Abrí el horno y me encontré con una cabeza humana toda
chamuscada y gesticulando de forma macabra; el hedor a quemado era penetrante.
Turbado en lo absoluto, y sintiéndome lánguido, casi vomito; tarde varios
minutos en reponerme. Al echarle una segunda ojeada, dispuesto a saber su
autenticidad, me dispuse a tocar la cabeza con asco y temor. «¿Podría ser…
podría ser un asesino el tío Bill; será esto un secreto que por error olvido
encubrir?» Sólo era un trabajo muy bien hecho de maquillaje de efectos
especiales, muy, pero muy bien hecho. Incluso los dientes se sentían como
auténticos… ¡Creo que esos sí lo eran!
Nada apareció en los cajones o alacenas de la cocina.
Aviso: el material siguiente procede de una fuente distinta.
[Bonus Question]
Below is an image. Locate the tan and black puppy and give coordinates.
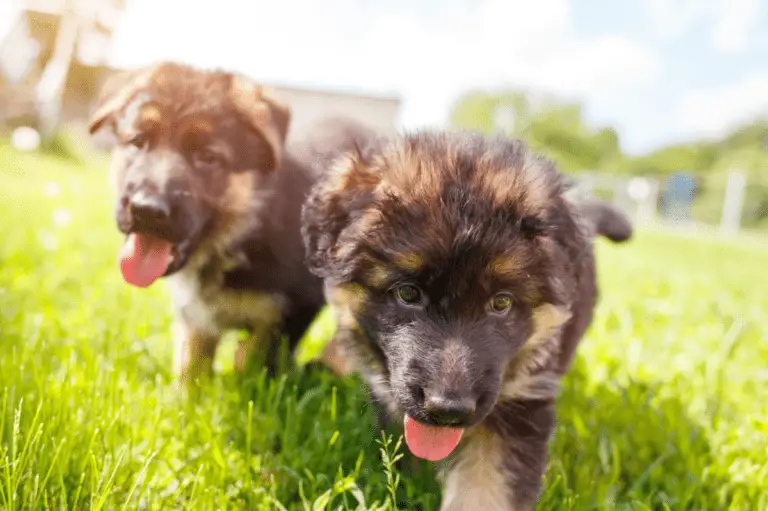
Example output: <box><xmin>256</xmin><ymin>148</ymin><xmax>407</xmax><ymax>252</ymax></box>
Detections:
<box><xmin>90</xmin><ymin>63</ymin><xmax>324</xmax><ymax>379</ymax></box>
<box><xmin>303</xmin><ymin>131</ymin><xmax>631</xmax><ymax>511</ymax></box>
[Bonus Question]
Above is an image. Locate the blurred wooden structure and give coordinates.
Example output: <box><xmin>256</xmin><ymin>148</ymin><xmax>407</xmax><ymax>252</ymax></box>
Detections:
<box><xmin>0</xmin><ymin>0</ymin><xmax>127</xmax><ymax>134</ymax></box>
<box><xmin>0</xmin><ymin>0</ymin><xmax>401</xmax><ymax>139</ymax></box>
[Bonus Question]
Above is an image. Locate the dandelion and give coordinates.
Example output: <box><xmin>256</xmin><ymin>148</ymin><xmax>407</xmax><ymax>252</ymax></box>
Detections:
<box><xmin>53</xmin><ymin>208</ymin><xmax>72</xmax><ymax>227</ymax></box>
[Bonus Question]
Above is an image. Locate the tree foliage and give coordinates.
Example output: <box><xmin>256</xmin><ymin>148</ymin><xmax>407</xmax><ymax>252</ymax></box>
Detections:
<box><xmin>450</xmin><ymin>90</ymin><xmax>768</xmax><ymax>183</ymax></box>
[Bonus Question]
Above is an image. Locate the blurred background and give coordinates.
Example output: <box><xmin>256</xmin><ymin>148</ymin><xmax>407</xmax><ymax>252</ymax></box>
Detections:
<box><xmin>0</xmin><ymin>0</ymin><xmax>768</xmax><ymax>236</ymax></box>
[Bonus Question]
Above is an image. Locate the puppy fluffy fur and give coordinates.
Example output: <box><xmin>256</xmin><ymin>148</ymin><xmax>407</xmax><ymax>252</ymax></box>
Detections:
<box><xmin>90</xmin><ymin>62</ymin><xmax>358</xmax><ymax>381</ymax></box>
<box><xmin>302</xmin><ymin>131</ymin><xmax>631</xmax><ymax>511</ymax></box>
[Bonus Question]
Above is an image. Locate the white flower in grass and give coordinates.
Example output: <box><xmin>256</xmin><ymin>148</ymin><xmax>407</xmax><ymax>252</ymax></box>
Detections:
<box><xmin>53</xmin><ymin>208</ymin><xmax>72</xmax><ymax>227</ymax></box>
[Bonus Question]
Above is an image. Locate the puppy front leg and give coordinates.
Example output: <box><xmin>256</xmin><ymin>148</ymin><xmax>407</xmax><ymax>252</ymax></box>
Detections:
<box><xmin>440</xmin><ymin>401</ymin><xmax>555</xmax><ymax>511</ymax></box>
<box><xmin>173</xmin><ymin>319</ymin><xmax>219</xmax><ymax>384</ymax></box>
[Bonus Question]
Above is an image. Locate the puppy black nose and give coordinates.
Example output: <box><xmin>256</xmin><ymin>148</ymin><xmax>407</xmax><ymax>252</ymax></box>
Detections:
<box><xmin>128</xmin><ymin>191</ymin><xmax>171</xmax><ymax>224</ymax></box>
<box><xmin>424</xmin><ymin>394</ymin><xmax>477</xmax><ymax>426</ymax></box>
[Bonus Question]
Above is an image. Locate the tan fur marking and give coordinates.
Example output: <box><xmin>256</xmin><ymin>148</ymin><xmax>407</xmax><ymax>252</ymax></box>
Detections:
<box><xmin>501</xmin><ymin>304</ymin><xmax>571</xmax><ymax>399</ymax></box>
<box><xmin>440</xmin><ymin>340</ymin><xmax>473</xmax><ymax>389</ymax></box>
<box><xmin>139</xmin><ymin>105</ymin><xmax>163</xmax><ymax>124</ymax></box>
<box><xmin>230</xmin><ymin>75</ymin><xmax>291</xmax><ymax>167</ymax></box>
<box><xmin>440</xmin><ymin>426</ymin><xmax>515</xmax><ymax>511</ymax></box>
<box><xmin>216</xmin><ymin>172</ymin><xmax>254</xmax><ymax>251</ymax></box>
<box><xmin>173</xmin><ymin>320</ymin><xmax>219</xmax><ymax>383</ymax></box>
<box><xmin>363</xmin><ymin>264</ymin><xmax>391</xmax><ymax>288</ymax></box>
<box><xmin>395</xmin><ymin>252</ymin><xmax>424</xmax><ymax>272</ymax></box>
<box><xmin>88</xmin><ymin>66</ymin><xmax>159</xmax><ymax>134</ymax></box>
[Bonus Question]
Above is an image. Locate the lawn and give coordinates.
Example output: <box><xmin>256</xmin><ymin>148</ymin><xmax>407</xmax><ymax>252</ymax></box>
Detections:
<box><xmin>0</xmin><ymin>142</ymin><xmax>768</xmax><ymax>511</ymax></box>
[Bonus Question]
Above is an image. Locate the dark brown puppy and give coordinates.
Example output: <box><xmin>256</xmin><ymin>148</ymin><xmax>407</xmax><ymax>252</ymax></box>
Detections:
<box><xmin>303</xmin><ymin>132</ymin><xmax>631</xmax><ymax>511</ymax></box>
<box><xmin>90</xmin><ymin>63</ymin><xmax>342</xmax><ymax>380</ymax></box>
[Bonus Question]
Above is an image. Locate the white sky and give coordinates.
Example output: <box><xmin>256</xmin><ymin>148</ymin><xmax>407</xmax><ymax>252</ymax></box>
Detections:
<box><xmin>0</xmin><ymin>0</ymin><xmax>768</xmax><ymax>152</ymax></box>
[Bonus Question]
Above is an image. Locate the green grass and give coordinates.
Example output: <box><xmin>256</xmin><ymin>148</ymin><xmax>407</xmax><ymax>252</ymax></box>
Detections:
<box><xmin>0</xmin><ymin>147</ymin><xmax>768</xmax><ymax>511</ymax></box>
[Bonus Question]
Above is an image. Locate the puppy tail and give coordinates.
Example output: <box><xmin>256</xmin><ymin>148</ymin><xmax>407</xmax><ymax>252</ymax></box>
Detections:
<box><xmin>575</xmin><ymin>199</ymin><xmax>633</xmax><ymax>243</ymax></box>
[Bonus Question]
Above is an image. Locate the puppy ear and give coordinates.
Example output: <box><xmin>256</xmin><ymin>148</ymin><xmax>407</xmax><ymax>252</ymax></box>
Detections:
<box><xmin>88</xmin><ymin>66</ymin><xmax>157</xmax><ymax>135</ymax></box>
<box><xmin>230</xmin><ymin>75</ymin><xmax>291</xmax><ymax>170</ymax></box>
<box><xmin>301</xmin><ymin>146</ymin><xmax>380</xmax><ymax>278</ymax></box>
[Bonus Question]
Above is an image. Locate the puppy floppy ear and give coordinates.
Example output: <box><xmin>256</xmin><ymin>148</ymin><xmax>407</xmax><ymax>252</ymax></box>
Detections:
<box><xmin>301</xmin><ymin>142</ymin><xmax>381</xmax><ymax>278</ymax></box>
<box><xmin>230</xmin><ymin>75</ymin><xmax>291</xmax><ymax>170</ymax></box>
<box><xmin>88</xmin><ymin>66</ymin><xmax>157</xmax><ymax>135</ymax></box>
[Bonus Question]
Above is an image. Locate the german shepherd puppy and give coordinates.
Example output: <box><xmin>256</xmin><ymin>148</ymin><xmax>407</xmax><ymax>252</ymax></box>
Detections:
<box><xmin>89</xmin><ymin>62</ymin><xmax>338</xmax><ymax>380</ymax></box>
<box><xmin>302</xmin><ymin>131</ymin><xmax>632</xmax><ymax>511</ymax></box>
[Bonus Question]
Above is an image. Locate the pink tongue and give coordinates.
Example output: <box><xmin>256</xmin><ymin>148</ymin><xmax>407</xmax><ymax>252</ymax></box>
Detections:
<box><xmin>405</xmin><ymin>415</ymin><xmax>464</xmax><ymax>461</ymax></box>
<box><xmin>120</xmin><ymin>233</ymin><xmax>171</xmax><ymax>287</ymax></box>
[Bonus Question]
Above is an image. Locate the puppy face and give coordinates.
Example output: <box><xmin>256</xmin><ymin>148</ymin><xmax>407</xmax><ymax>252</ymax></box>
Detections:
<box><xmin>303</xmin><ymin>132</ymin><xmax>577</xmax><ymax>428</ymax></box>
<box><xmin>89</xmin><ymin>63</ymin><xmax>290</xmax><ymax>285</ymax></box>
La sala, la sala: amplia de pisos sólidos —desconozco el
material— y azulado; una mesa de polímero blanco al fondo; un conjunto de
sillones esquinados, grises, viejos y polvorientos, y en la esquina opuesta un
sofá-cama plegable, muy gastado y casi sin relleno en el asiento interno. Éste,
en particular, estaba colocado de tal modo que los pliegues formaban una
especie de cueva. Me adentré con la esperanza de encontrar algo; únicamente
provoqué que callera una lata que estaba en el marco de la ventana; y que
colapsara la parte del sofá que hacia las de techo. Ordené todo como estaba tan
rápido como me fue posible y corrí a cubrirme al muro de la cocina: opuesto a
la ventana. La linterna en L con su filtro rojo me permitía ver con claridad
sin perder la visión nocturna al estar a oscuras. Esperé a que Bill apareciera,
asomando apenas y un ojo, con la pistola en la derecha y la linterna en la
otra. Por un instante me distraje y al volver a mi vigilancia tenía un gato
negro frente a mí, pululaba sigiloso, percibiendo el entorno; bajó la nariz y
repentinamente volteó a mirarme tan vertiginosamente como salió corriendo.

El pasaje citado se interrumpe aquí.